Five steps in an Ethical Analysis

Five steps in an Ethical Analysis

Five steps in an Ethical Analysis

The recommended procedure for analyzing ethical cases is to apply a variant of the design/problem-solving loop. In the process, one attempts to reason systematically to a rationally defensible moral judgment using ethical principles and moral rules. The basic steps in the procedure are as follows:

  1. Identify the Issues,
  2. Outline the Options,
  3. Construct Ethical Arguments,
  4. Evaluate the Arguments,
  5. Make a Decision.

Step 1: Identify the Issues –

(a) What are the major moral or ethical issues raised by this case?

(b) What are the major factual issues raised by this case?

(c) What are the major conceptual issues raised by this case?

(d) Who are the major stakeholders in this case? (Stakeholders refer to all individuals whose interest could be affected by the decision made in the case).

(e) How the issues are in this case related to the application of technology?

Step 2: Outline the Options

(a) What are the main alternative actions or policies that might be followed in responding to the ethical issues in this case?

(b) What are the major views on the conceptual issues raised by this case?

(c) What facts are unknown or controverter that might be relevant to deciding this case (may require research to determine some facts)?

Step 3: Construct Ethical Arguments –

(a) Determine which of the four moral standards discussed by Harris (egoism, natural law, utilitarianism, and respect for persons) apply to this case?

(b) Identify the moral principles or high-level rules that can be invoked to support a conclusion as to what ought to be done ethically in this case or similar cases?

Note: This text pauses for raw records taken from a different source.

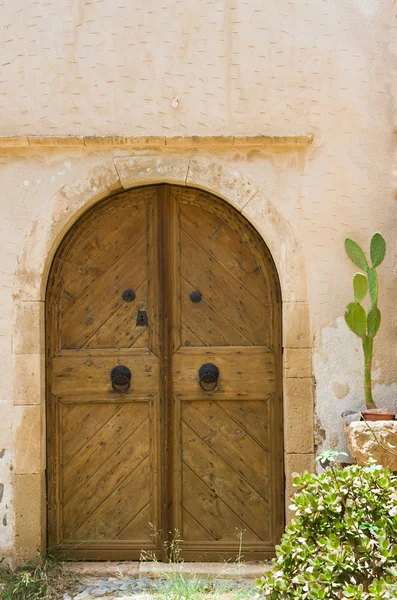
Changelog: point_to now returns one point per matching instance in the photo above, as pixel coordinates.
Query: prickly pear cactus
(365, 325)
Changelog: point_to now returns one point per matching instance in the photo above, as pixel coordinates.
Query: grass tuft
(176, 587)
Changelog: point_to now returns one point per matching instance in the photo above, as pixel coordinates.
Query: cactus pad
(378, 249)
(356, 319)
(373, 321)
(360, 287)
(355, 254)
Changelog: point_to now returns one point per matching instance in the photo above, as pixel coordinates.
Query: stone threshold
(161, 142)
(156, 570)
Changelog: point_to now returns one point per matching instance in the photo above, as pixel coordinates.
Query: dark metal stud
(120, 377)
(141, 319)
(196, 297)
(208, 377)
(128, 295)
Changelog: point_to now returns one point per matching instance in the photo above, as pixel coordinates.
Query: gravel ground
(126, 588)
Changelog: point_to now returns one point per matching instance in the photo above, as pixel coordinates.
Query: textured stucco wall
(190, 67)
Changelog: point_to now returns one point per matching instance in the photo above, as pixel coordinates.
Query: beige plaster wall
(325, 68)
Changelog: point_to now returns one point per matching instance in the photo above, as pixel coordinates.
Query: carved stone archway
(57, 215)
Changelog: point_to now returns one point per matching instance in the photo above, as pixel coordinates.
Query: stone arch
(58, 214)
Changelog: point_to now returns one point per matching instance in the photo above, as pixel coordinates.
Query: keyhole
(141, 319)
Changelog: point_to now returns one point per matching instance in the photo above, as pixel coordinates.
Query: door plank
(88, 372)
(230, 442)
(207, 322)
(224, 292)
(193, 530)
(104, 297)
(81, 424)
(139, 528)
(244, 372)
(101, 247)
(100, 447)
(121, 329)
(188, 338)
(107, 477)
(252, 416)
(210, 510)
(225, 246)
(124, 503)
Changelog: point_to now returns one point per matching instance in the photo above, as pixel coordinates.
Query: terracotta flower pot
(378, 415)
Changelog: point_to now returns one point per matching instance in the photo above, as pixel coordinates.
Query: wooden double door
(164, 381)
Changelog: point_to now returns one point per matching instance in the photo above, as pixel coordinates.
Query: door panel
(104, 453)
(163, 280)
(228, 454)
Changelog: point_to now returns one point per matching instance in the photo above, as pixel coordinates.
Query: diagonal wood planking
(223, 291)
(102, 445)
(104, 297)
(114, 478)
(238, 495)
(114, 468)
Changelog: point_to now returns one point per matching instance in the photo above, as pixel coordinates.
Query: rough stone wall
(191, 67)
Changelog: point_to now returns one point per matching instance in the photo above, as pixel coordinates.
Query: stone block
(271, 224)
(29, 511)
(372, 441)
(298, 415)
(28, 438)
(28, 336)
(296, 325)
(5, 428)
(223, 180)
(28, 376)
(152, 169)
(100, 181)
(297, 362)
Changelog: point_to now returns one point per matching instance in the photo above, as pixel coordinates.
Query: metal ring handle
(208, 377)
(120, 377)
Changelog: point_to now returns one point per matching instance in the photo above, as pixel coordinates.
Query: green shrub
(343, 541)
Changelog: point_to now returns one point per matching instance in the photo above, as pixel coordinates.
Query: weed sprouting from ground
(42, 579)
(176, 587)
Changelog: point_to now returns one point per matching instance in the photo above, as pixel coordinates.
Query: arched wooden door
(162, 280)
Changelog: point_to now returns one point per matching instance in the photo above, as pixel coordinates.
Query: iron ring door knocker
(208, 377)
(120, 377)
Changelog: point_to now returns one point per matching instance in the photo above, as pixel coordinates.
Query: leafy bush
(343, 541)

(c) Determine whether the different moral standards yield converging or -diverging judgments about what ought to be done?

Step 4: Evaluate the Arguments for each Option –

(a) Weigh the ethical reasons and arguments for each option in terms of their relative importance, assigning weights to each consideration where:

  • very important consideration,
  • somewhat important consideration,
  • a consideration of the only minor importance

(b) Determine whether there are any unwarranted factual assumptions that need to be examined in each argument.

(c) Determine whether there are any unresolved conceptual issues in each argument.

Step 5: Make a Decision –

(a) Decide which of the identified options you would recommend or judge to be the ethically best way to deal with the issue presented in this case based on which option has the strongest ethical reasons behind it.

(b) Determine how a critic of your position might try to argue against it using other ethical reasons, and present a rebuttal or counter-argument in defense of your judgment.